Na regional de Bagé, nas áreas de várzea, o crescimento dos campos nativos é considerado satisfatório em razão do maior acúmulo de água no solo. Em localidades com solos arenosos ou rasos e vários dias sem chuva, há redução no crescimento da vegetação. As pastagens cultivadas de braquiária, Panicum, capim-elefante, Tifton, milheto e capim-sudão registraram diminuição na produção de massa verde, embora apresentem tolerância à restrição hídrica. Produtores iniciaram a busca por sementes de aveia e a aquisição de ureia para a semeadura das pastagens de inverno prevista para março. Na regional de Erechim, o desenvolvimento e o rendimento das pastagens são apontados como adequados na maioria das áreas, mas nas anuais de verão, como sorgo e milheto, houve alteração na coloração em função da deficiência de umidade no solo.
Na regional de Ijuí, as pastagens anuais e perenes de verão apresentam bom desenvolvimento nos municípios onde houve chuva em 7 de novembro, porém, de modo geral, a escassez hídrica e o calor intenso têm provocado baixo crescimento e reduzida rebrota. O boletim destaca que “apesar da oferta de forragem em parte das propriedades, o excesso de calor tem limitado o pastejo”, exigindo roçadas para ajuste do manejo. Em Passo Fundo, as pastagens cultivadas atingiram o potencial produtivo máximo, enquanto os campos nativos ofertaram forragem, mas estão no limite devido à restrição hídrica.

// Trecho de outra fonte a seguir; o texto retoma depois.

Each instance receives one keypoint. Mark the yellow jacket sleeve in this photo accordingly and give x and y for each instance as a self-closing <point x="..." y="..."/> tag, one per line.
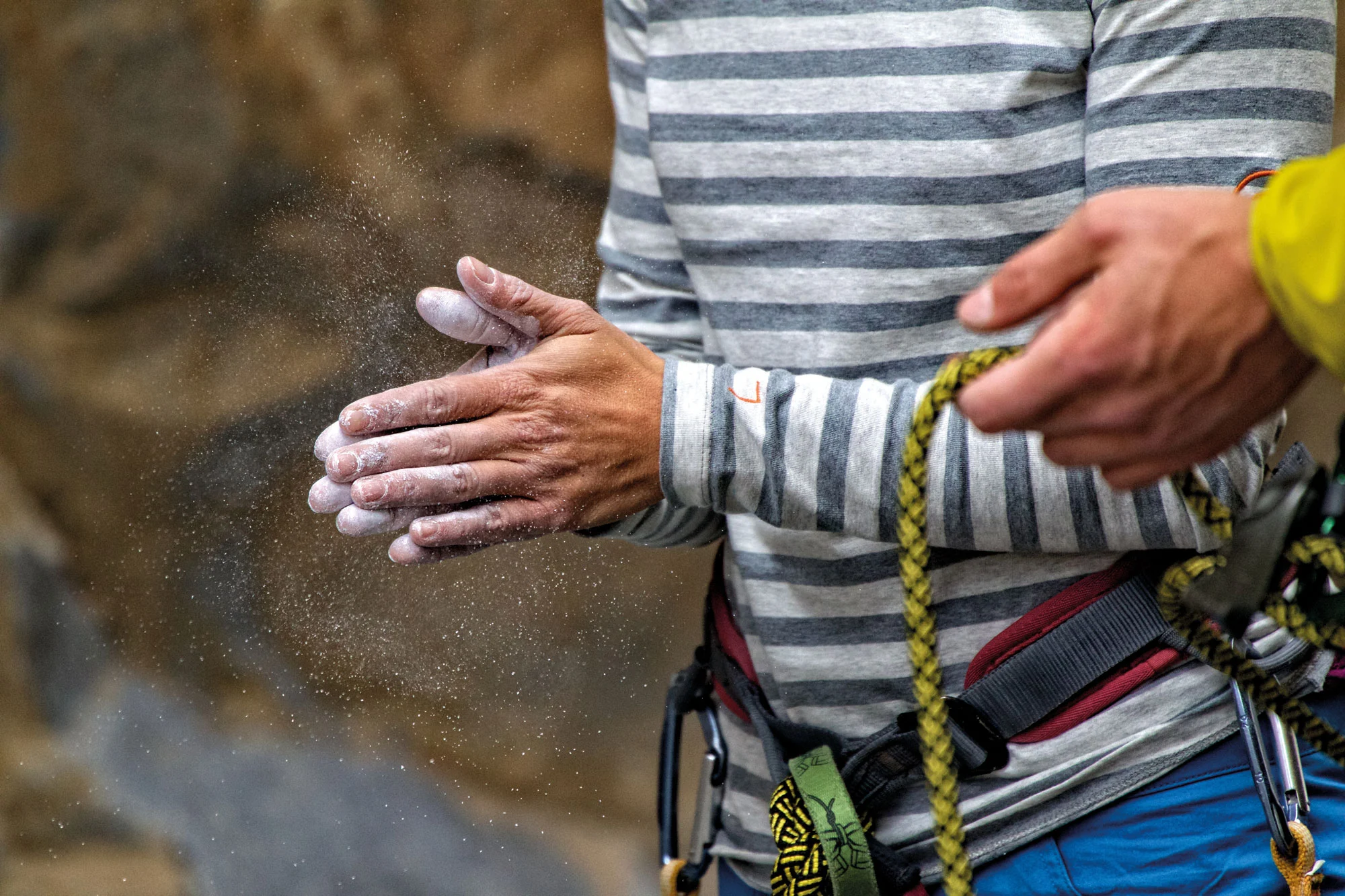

Na regional de Pelotas, em Santa Vitória do Palmar e Chuí, as precipitações limitadas restringem a oferta de alimento nos campos nativos e nas pastagens cultivadas. Em Pedras Altas, há boa oferta de forragem. Em Santa Rosa, as espécies nativas ficaram estagnadas, com taxa mínima de acúmulo de matéria seca, e as pastagens anuais de verão apresentaram produção abaixo do esperado. Áreas de aveia implantadas precocemente estão em fase de sementação, comprometendo o valor nutricional e reduzindo a disponibilidade de alimento aos rebanhos. Em Soledade, as chuvas de 7 de novembro impulsionaram a rebrota e possibilitaram pastejo.
Nas regionais de Porto Alegre, a reserva de umidade no solo e as temperaturas elevadas favoreceram o desenvolvimento das pastagens. Escritórios da Emater/RS-Ascar iniciaram a elaboração de projetos de crédito de custeio do Programa Sementes e Mudas Forrageiras, por meio do FEAPER, marcando o planejamento das pastagens de inverno. Em Santa Maria, a qualidade e a quantidade das pastagens variaram conforme a localidade, com redução na taxa de crescimento nas áreas com menos chuva. Em São Vicente do Sul, produtores realizaram roçadas para controle de alecrim-do-campo (Baccharis dracunculifolia) e há ocorrência de cigarrinha-das-pastagens (Deois flavopicta), demandando controle químico.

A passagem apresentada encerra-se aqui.